États-Unis

Jeb Bush: rassembler le parti autour de lui

L’ancien gouverneur de Floride peut séduire une partie de l’électorat latino. La grande question est de savoir dans quelle mesure le mauvais bilan de la présidence de son frère George W. Bush va peser sur ses chances

Jeb Bush: rassembler le parti autour de lui

Il est longtemps resté discret, si l’on fait exception de sa brève apparition lors de la Convention républicaine de Tampa en août 2012 pour soutenir Mitt Romney. Jeb Bush, 61 ans, fils de George H. Bush et frère de «W.», sort désormais de l’ombre, laissant entendre qu’il convoitera la Maison-Blanche en 2016. La publication des courriels relatifs à l’époque où il était gouverneur de Floride, sa démission de plusieurs conseils d’administration et enfin sa promesse de publier une dizaine de déclarations d’impôts ont conforté ceux qui le voient déjà en position pour conquérir l’investiture républicaine dans deux ans. Mardi dernier, Jeb Bush a franchi un nouveau palier, lançant un comité d’action politique (PAC), Right to Rise. Il prend visiblement les autres candidats républicains potentiels de court et met déjà en place sa machine électorale.

Républicain conservateur, Jeb Bush bénéficie toujours d’une image positive en tant qu’ancien gouverneur. Bilingue anglais-espagnol, marié à une Hispanique, il peut séduire une partie de l’électorat latino qui a fortement soutenu le démocrate Barack Obama en 2008 et en 2012. En porte-à-faux avec les positions du Tea Party sur des questions comme l’immigration et l’éducation, voire le mariage gay, il aura la difficile tâche de réunir l’establishment et l’aile ultraconservatrice du parti.

Se démarquer du frère

Si certains élus du Tea Party tiennent des positions sans concession à l’égard des clandestins, Jeb Bush est plus ouvert. Pour lui, les immigrants illégaux manifestent en réalité leur «amour pour l’Amérique». Son premier défi sera de passer des primaires qui poussent les candidats à droitiser leur discours. Jeb Bush l’a lui-même admis. Il devrait «perdre les primaires pour gagner l’élection» présidentielle, qui se joue davantage au centre de l’échiquier politique.

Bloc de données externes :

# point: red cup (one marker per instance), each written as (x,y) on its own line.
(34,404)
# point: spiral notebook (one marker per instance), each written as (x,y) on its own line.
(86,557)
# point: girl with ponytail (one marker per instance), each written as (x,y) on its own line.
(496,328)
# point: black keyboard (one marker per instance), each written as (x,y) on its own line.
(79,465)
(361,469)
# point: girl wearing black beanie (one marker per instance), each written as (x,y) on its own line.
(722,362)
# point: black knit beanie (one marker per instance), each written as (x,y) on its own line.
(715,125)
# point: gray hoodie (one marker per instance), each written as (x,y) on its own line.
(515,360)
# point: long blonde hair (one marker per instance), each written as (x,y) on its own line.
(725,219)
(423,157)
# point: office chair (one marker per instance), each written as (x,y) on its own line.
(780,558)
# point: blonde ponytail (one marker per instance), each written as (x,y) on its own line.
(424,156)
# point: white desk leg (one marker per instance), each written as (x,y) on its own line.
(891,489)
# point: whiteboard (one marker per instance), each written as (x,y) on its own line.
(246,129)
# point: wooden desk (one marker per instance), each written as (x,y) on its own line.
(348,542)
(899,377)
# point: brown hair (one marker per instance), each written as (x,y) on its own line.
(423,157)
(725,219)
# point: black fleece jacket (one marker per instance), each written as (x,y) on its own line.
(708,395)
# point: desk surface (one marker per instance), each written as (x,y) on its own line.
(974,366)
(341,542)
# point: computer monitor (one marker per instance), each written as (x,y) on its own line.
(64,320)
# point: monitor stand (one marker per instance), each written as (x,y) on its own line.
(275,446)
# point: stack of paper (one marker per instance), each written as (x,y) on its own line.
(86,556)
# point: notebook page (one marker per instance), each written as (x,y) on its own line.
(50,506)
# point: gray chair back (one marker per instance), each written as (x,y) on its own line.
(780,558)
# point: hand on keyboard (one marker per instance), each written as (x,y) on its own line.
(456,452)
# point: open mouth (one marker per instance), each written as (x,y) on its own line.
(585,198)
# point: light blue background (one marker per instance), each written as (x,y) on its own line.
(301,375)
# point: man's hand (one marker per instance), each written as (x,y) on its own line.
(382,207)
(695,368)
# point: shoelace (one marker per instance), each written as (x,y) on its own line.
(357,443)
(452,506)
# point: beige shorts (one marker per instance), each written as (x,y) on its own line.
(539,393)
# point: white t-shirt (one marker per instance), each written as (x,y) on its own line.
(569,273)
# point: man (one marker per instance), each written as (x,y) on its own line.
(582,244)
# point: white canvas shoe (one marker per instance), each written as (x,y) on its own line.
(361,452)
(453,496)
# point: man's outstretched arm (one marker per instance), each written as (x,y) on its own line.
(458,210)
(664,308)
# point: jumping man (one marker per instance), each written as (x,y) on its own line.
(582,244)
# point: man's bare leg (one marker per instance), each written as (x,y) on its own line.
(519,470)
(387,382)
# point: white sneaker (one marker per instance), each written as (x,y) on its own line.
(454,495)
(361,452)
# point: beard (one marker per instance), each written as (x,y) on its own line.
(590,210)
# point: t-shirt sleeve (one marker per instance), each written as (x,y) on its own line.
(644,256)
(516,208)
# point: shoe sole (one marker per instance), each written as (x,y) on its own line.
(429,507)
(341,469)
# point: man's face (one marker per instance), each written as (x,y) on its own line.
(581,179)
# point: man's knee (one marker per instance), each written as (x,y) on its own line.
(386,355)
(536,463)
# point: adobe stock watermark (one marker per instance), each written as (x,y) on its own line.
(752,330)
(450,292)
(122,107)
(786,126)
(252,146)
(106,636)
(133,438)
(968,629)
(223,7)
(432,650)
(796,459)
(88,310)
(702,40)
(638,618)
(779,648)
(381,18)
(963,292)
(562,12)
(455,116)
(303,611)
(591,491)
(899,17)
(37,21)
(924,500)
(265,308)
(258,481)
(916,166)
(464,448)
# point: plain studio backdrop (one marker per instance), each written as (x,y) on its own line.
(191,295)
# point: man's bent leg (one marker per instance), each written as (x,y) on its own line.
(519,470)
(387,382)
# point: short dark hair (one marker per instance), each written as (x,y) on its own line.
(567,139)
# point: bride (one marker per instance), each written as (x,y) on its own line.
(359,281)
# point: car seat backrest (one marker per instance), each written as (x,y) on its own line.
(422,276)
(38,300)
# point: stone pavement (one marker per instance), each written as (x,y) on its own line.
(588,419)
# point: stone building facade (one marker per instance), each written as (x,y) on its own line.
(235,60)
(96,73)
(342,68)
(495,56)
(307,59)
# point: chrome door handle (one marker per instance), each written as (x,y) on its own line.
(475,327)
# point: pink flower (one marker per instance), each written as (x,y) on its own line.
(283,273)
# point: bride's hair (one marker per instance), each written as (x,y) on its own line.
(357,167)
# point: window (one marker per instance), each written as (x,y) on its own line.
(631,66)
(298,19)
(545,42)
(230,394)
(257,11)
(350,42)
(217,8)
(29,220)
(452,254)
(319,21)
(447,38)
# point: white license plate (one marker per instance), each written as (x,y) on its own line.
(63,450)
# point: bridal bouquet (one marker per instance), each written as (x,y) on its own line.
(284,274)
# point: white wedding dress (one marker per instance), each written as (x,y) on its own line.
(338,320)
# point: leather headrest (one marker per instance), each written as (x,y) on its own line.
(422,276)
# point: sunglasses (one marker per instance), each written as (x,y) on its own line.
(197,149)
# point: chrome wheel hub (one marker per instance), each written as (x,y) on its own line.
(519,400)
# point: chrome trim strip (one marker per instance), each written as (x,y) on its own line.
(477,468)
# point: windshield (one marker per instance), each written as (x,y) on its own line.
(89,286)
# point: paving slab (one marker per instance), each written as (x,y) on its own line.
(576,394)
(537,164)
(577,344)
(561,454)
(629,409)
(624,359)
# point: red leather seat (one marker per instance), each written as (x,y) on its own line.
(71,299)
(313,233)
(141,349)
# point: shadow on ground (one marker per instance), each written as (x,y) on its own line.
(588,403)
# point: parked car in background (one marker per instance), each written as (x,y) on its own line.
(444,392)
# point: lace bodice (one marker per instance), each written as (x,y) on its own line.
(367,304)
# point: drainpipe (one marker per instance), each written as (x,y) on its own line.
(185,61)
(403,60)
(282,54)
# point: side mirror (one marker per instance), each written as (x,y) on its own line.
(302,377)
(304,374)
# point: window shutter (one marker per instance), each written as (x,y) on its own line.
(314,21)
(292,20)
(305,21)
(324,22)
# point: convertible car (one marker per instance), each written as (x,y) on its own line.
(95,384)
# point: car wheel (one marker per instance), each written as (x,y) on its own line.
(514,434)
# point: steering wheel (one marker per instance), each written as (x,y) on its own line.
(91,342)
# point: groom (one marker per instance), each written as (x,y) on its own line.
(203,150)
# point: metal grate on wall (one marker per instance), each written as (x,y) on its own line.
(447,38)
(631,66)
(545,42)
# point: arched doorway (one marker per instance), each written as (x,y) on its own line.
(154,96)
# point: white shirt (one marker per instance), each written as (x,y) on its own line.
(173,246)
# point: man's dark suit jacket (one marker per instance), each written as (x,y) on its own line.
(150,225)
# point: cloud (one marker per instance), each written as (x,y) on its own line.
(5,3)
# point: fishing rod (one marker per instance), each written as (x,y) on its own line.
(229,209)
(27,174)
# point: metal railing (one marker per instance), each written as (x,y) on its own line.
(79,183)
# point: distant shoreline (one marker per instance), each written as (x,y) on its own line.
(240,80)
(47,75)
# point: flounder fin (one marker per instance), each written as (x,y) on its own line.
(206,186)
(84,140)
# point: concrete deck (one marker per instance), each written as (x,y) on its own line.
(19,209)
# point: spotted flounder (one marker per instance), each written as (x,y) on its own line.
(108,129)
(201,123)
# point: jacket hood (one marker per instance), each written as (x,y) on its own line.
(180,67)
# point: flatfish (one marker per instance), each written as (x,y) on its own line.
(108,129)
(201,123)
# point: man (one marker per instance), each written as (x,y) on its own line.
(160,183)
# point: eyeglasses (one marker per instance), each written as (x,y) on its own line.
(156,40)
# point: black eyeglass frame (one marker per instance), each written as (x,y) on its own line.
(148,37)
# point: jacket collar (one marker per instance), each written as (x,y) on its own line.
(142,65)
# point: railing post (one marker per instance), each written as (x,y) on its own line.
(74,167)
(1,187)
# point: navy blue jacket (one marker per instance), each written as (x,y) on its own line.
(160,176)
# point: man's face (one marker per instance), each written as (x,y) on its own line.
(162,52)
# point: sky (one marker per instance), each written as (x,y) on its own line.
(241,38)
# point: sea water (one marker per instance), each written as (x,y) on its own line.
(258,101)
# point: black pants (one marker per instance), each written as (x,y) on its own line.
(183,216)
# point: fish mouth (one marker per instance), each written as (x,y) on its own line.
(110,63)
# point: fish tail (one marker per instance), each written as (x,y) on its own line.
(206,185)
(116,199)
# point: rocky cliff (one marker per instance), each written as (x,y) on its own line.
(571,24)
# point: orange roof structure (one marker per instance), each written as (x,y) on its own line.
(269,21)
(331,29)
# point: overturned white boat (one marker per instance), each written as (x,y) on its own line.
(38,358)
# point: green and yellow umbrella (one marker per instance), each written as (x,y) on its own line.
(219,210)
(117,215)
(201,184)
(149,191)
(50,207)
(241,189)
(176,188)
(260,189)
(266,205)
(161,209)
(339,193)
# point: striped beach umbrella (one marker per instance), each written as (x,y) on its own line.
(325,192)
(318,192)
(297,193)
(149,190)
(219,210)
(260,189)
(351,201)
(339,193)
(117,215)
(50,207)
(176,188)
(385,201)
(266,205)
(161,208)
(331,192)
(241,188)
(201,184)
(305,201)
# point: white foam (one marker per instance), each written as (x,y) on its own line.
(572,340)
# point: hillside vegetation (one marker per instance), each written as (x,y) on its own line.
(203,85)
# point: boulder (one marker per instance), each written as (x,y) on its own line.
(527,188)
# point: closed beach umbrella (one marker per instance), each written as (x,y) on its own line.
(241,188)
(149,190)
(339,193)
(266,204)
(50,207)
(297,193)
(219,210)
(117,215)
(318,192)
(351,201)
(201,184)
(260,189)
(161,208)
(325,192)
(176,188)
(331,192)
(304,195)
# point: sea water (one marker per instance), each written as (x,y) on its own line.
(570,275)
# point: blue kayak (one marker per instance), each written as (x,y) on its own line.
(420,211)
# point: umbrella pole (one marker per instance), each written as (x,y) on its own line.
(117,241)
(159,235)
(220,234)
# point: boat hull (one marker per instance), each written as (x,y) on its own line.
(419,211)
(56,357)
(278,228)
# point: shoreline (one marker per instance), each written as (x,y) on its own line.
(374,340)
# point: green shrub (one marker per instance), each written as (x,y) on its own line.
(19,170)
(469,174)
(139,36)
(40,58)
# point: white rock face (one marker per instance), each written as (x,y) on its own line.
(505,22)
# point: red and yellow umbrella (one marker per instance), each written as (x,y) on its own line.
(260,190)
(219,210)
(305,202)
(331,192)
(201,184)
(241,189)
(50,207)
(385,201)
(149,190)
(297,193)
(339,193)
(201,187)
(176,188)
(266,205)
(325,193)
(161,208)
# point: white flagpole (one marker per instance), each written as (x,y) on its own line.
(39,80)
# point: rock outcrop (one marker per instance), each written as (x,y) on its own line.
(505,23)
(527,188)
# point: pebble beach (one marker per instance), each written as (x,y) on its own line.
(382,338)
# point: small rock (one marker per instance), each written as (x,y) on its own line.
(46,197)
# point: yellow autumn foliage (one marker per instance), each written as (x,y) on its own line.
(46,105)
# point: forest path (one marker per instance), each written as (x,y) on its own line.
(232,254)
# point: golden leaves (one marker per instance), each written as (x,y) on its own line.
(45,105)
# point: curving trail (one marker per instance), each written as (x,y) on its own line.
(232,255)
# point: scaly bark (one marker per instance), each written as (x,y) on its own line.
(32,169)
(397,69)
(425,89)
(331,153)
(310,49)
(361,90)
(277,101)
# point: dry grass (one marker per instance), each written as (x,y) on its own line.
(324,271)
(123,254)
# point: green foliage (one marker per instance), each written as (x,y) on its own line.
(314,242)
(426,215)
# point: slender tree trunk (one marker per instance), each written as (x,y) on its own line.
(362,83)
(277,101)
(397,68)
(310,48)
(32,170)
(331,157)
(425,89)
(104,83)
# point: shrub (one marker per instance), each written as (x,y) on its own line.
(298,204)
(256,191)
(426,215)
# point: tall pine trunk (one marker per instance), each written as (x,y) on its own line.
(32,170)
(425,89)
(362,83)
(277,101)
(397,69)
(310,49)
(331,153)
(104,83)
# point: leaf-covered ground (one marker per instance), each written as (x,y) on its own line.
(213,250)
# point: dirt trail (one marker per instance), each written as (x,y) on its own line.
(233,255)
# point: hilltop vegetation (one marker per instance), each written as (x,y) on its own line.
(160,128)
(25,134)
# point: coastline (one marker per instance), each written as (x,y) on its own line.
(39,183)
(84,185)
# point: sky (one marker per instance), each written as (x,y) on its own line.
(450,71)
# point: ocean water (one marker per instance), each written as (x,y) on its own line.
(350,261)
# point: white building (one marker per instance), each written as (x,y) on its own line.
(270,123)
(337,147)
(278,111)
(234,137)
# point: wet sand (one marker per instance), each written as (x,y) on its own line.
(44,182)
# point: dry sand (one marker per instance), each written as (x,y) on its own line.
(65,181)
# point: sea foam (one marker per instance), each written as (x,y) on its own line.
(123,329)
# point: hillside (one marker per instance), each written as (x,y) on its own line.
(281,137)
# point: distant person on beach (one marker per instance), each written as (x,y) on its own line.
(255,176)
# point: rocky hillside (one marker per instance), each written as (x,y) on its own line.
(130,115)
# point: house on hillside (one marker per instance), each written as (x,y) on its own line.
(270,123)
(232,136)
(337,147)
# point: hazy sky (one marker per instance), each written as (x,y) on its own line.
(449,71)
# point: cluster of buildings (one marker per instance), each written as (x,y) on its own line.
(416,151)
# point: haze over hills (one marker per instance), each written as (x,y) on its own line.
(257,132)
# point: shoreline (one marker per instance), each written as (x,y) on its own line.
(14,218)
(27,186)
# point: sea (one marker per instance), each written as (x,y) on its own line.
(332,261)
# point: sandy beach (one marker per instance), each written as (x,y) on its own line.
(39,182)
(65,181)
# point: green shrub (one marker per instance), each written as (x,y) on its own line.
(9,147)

La grande question qui interpelle les observateurs est de savoir dans quelle mesure le mauvais bilan de la présidence de son frère George W. Bush va peser sur ses chances de décrocher l’investiture républicaine et, le cas échéant, la présidence des Etats-Unis. Professeur de sciences politiques à l’Université Dartmouth, Brendan Nythan admet que ce facteur peut jouer en la défaveur de Jeb Bush, mais il nuance: «Avec le temps, les gens arrêtent de critiquer un président à la retraite et l’image de ce dernier tend à s’améliorer. Aussi, George W. Bush pourrait être moins un fardeau qu’on pourrait l’imaginer.»

Orateur moyen, sans charisme particulier, Jeb Bush devra trouver les arguments pour convaincre. Sans mandat politique depuis 2007, il pourrait aussi souffrir de sa proximité avec Wall Street alors qu’il semble articuler son discours autour de la classe moyenne. Proche de l’ex-secrétaire d’Etat Condoleezza Rice, il devra prouver qu’il a une vision autonome de la politique étrangère américaine.